An interesting juxtaposition can be drawn between two films with Jewish protagonists, Felix and Meira and Get (Der Prozess der Vivane Amsalem). The common theme of the films is Jewish women living in traditional homes who are struggling to break free of their restrictions. Although Felix and Meira takes place in Quebec and Gett takes place in Israel, the relationships depicted are both extremely conservative for the women, although they results differ significantly due to cultural influences.

In Felix and Meira, Meira is a young Jewish Orthodox mother living in Quebec, who is stifled by the cultural and religious constraints of her marriage. When she meets Felix, an under-achieving man with a dysfunctional relationship with his family, Meira is intrigued and drawn to him like a moth to flame.

Gett (which means “divorce” in Hebrew) depicts the trials and tribulations of an Israeli woman seeking a divorce. In Israel, in order to get divorced, a couple must go before a council of Rabbis to make their case, and once they receive the recommendation, the husband is given the final decision and must willingly divorce his wife. Viviane Amsalem’s husband does not want to give her a divorce. In the five years that pass by in the film, Viviane is forced to endure her husband’s refusal to grant the divorce, the dissection of her character by the all-male Rabbi council and the general torture of struggling for years for freedom from her relationship.

Both films highlight how the rules of Jewish culture affect women. Meira is a creative young woman who likes to draw and listen to jazz, which is forbidden by her husband due to their faith. The restrictions her husband and the community put upon her slowly disintegrate their relationship as she finds herself more and more drawn to the freedom of Felix and his world. In Gett, we see how Viviane, who, having married young, found herself unable to meet the religious expectations of her husband and is trying to free herself from the relationship. In both instances, the women feel stifled by their husbands and by the cultural code they are expected to follow. However, interestingly the films show two completely different reactions to the breakup.

The love of the husbands is also a major theme. In Felix and Meira, this is shown by emotional scenes of Meira’s husband trying to help their relationship, beating up Felix when he finds that they are together and, eventually, releasing his control of Meira to Felix. His relationship with Meira is extremely patriarchal, but he also clearly loves her and treats her as is expected within their society. In Gett, Viviane’s husband Elisha claims to still love his wife and this is enough to trap her permanently in the relationship according to Israeli law. Both films show the fundamental issues of such relationships, which are founded in strict power structures that have a difficult time in the modern world.
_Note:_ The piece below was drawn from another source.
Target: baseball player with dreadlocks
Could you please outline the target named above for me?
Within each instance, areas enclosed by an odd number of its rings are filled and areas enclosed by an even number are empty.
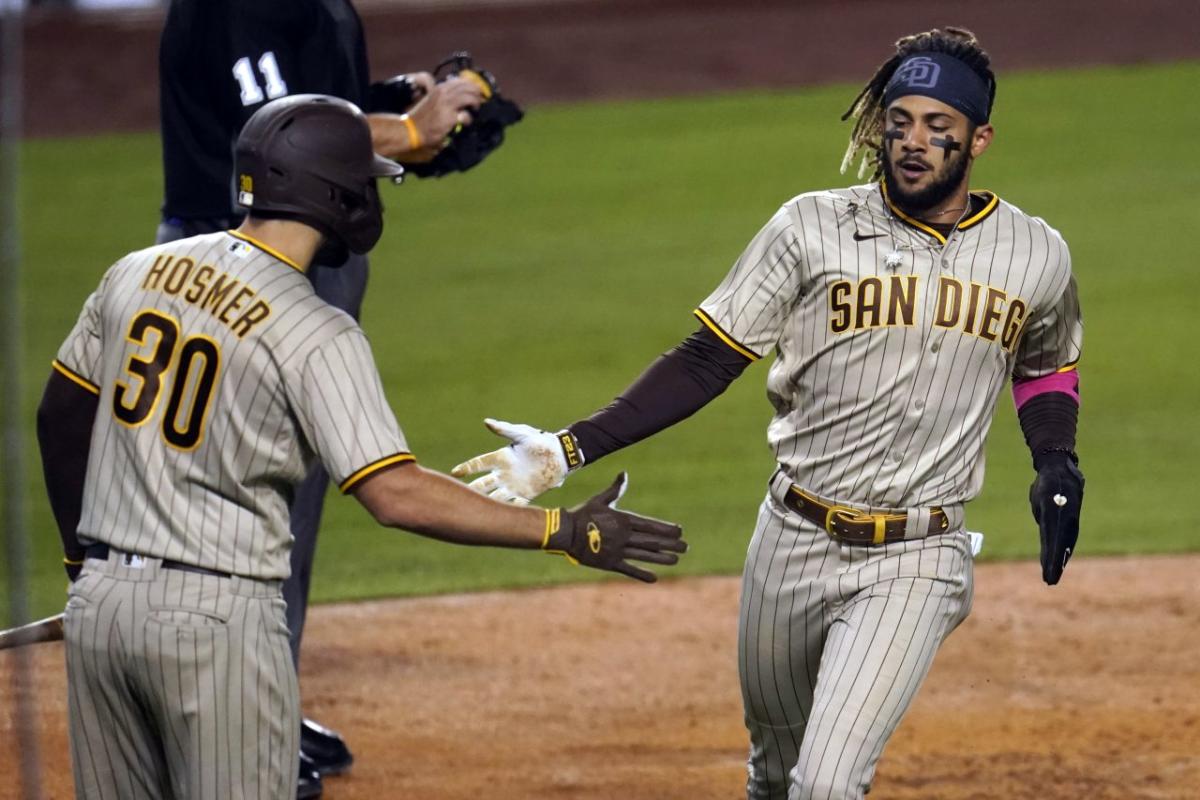
[[[524,502],[697,411],[774,351],[778,461],[743,575],[750,798],[861,798],[942,641],[971,606],[963,505],[1012,379],[1036,478],[1042,576],[1078,536],[1082,326],[1062,237],[968,189],[995,79],[957,28],[908,36],[855,99],[843,169],[871,183],[789,200],[695,314],[700,328],[610,405],[455,468]]]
While clearly both films are feminist in nature and are realistic in their depictions of how even when women gain the freedom that they seek, they are not always truly released from their cultural upbringing. In Gett, Viviane must agree to give up her potential for relationships with any other man in order to get her husband to divorce her. Whether this is legally binding or if she personally takes it thus, is not explained. However, it is clear that while she is divorced, she has not truly escaped her husband’s clutches. Likewise, Meira also gains her freedom and ends up in Venice with Felix and her baby, but Felix does not look so blissfully happy as one might assume considering he chased after Meira for the whole movie, and the audience is left to wonder whether this escape from reality can really last. Can two people from such extremely different backgrounds truly stay together in the long run? And will Meira find permanent happiness completely excluded from her family and community that she has known her entire life? This is left up to the viewer to decide. In both instances, it is clear that the cultural restrictions they tried so hard to escape still have control of their lives.